A subsequent accident at the same location left one person, a 67-year-old man from the Cariboo, dead. Police say he was a pedestrian and was killed by an oncoming vehicle.
The investigation into the cause of the crash could take months, RCMP say.
Police say they were called to a bus crash on Highway 97 at Butler Road at about 1 p.m. PT on June 21. The B.C. Highway Patrol said the bus, carrying students in grades 6 and 7 on the way home from a field trip, was travelling on Highway 97 when it went off the road and down a 15-metre embankment.
Duff said her daughter, a Grade 7 student at Horse Lake Elementary, was sitting at the back of the bus when the accident happened.

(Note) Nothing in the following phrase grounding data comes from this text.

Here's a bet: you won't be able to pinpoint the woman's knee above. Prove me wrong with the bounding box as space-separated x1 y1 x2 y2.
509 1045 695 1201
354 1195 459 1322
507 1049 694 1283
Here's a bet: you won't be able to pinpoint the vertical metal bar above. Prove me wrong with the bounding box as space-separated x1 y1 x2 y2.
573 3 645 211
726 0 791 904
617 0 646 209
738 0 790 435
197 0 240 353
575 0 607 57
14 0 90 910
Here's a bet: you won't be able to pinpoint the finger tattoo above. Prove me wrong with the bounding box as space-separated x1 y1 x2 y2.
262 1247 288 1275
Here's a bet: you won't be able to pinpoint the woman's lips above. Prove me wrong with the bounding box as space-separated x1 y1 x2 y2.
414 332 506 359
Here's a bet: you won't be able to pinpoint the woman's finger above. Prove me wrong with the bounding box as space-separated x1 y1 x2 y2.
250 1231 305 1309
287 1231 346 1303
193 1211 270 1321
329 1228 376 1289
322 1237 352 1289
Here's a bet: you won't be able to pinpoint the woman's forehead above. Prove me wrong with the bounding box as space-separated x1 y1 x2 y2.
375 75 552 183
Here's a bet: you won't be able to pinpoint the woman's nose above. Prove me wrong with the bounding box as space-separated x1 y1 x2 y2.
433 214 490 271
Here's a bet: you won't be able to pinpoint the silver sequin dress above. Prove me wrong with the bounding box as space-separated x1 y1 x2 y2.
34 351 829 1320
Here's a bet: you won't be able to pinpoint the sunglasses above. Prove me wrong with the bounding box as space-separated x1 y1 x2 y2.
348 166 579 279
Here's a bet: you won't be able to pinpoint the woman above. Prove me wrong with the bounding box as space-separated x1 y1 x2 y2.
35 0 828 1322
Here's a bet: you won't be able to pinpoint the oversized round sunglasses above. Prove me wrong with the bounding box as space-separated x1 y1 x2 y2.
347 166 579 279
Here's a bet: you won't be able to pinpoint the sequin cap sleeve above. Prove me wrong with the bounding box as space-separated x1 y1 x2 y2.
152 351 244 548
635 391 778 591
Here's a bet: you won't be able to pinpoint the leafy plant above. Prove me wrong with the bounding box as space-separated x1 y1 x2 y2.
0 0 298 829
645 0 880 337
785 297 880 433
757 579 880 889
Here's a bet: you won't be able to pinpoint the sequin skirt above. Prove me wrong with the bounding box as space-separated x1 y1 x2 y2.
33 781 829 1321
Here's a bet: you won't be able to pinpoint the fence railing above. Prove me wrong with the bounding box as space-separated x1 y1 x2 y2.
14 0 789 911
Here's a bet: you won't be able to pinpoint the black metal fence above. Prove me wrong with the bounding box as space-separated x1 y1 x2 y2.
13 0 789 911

"All of a sudden, she woke up and was near the front of the bus, and everybody was crying, and it was chaos," she told CBC's Daybreak Kamloops host Shelley Joyce.
She said her daughter was one of the many students who climbed out the window of the bus, and she found someone with a phone so she could call her mom.
"Worst phone call a parent could ever get."
Duff jumped in her vehicle and drove to the accident site. Cars were at a standstill on the highway, so she got out of her car and ran to her daughter.
She was already at the scene when she got word from the school district that parents were to meet their kids at the local rec centre in 100 Mile House.
"There were numerous parents already there," Duff recalled.
"It's a small community, so we kind of all just phoned everybody we knew."
Duff worries that her daughter will have lasting psychological impacts from the crash and plans to enrol her in counselling as they head into summer.
"A field trip is supposed to be a happy thing, a good end to the school year. They've had a rough year. Not really the best way to end Grade 7."